Divisional cost restatement, in consolidation
Answers
I'm a little confused. Is Division Z actually adding value (cost) to the product?
When you say transferred, is Division Z a SBU or just in another location (multi-location business). So is the inventory transferred or sold. Big big difference.
As far as adding a "cost" factor to Division Z. Are you using one overhead application assumption (at the end of the year, if you assumption was spot-on, that account would be zero). If you are transferring, you should be taking 10% away from other Divisions application rates and adding to Z.
If you are selling the units to Z, that is profit.
We won't get into transfer pricing where others here are far more technically adept on the subject.
Thank you for the response.
Let me clarify. You ask whether Division Z is adding value. Yes, by serving a geographical segment (proximity to some customers, to support their JIT needs). Just to keep the example simple, I did not adjust for outward transport cost saving.
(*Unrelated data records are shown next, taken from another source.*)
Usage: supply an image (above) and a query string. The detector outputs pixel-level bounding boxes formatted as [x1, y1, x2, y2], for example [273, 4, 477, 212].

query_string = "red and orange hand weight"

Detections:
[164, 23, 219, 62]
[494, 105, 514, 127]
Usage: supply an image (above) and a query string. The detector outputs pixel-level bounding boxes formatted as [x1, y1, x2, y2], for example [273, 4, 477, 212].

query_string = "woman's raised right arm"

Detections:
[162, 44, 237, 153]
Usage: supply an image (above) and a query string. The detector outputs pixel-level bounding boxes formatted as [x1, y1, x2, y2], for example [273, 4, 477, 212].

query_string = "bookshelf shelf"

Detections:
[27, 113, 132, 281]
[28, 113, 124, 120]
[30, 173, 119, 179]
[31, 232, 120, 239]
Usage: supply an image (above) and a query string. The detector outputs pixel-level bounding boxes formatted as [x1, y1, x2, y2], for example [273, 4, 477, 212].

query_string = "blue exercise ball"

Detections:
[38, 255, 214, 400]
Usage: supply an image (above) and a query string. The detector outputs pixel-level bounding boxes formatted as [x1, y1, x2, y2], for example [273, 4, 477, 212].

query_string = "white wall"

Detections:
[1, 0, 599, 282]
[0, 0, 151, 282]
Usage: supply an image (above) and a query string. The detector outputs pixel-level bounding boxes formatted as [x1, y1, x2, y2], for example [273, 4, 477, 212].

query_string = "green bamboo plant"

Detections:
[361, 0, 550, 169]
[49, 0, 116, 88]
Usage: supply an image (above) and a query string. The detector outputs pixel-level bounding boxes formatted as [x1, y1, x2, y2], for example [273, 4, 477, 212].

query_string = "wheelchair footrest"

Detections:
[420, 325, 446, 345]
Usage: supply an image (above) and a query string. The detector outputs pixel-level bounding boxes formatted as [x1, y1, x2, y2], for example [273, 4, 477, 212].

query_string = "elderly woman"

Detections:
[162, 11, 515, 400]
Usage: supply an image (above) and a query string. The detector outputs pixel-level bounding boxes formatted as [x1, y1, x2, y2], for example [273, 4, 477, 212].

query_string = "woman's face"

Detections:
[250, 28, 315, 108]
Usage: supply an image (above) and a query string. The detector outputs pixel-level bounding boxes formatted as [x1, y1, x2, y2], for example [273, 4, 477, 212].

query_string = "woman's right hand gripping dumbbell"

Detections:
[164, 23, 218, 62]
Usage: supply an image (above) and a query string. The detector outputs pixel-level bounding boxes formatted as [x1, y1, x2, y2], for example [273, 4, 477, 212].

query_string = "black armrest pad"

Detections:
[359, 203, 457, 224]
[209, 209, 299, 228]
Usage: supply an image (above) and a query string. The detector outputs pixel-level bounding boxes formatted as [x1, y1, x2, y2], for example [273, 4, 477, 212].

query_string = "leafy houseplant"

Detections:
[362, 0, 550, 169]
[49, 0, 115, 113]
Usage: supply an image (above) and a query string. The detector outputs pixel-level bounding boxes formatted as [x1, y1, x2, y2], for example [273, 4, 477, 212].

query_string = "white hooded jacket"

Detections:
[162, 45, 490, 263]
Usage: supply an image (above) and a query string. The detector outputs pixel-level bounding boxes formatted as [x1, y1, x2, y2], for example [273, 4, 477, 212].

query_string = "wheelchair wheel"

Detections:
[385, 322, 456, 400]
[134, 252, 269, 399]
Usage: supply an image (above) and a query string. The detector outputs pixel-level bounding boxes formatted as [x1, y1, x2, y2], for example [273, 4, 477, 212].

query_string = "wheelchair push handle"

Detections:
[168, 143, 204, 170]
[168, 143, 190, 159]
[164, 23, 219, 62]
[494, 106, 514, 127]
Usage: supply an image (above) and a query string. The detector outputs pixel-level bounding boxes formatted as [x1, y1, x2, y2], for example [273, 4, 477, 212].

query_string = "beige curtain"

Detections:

Division Z is an "unit", part of the company (legal entity). One could call it a non-SBU, as it cannot take profit centre decisions, and has to follow the Company's (headquarters) policy on pricing to customers / and transfer-in cost.
Inventory has to be "sold" between locations because of national tax rules, with VAT accounting involved. Skipped in the example again, to keep the core query distinct.
My basic query is only about restatement of Division cost, to provide "true" costs / margins information to, say, Top Management and Investors.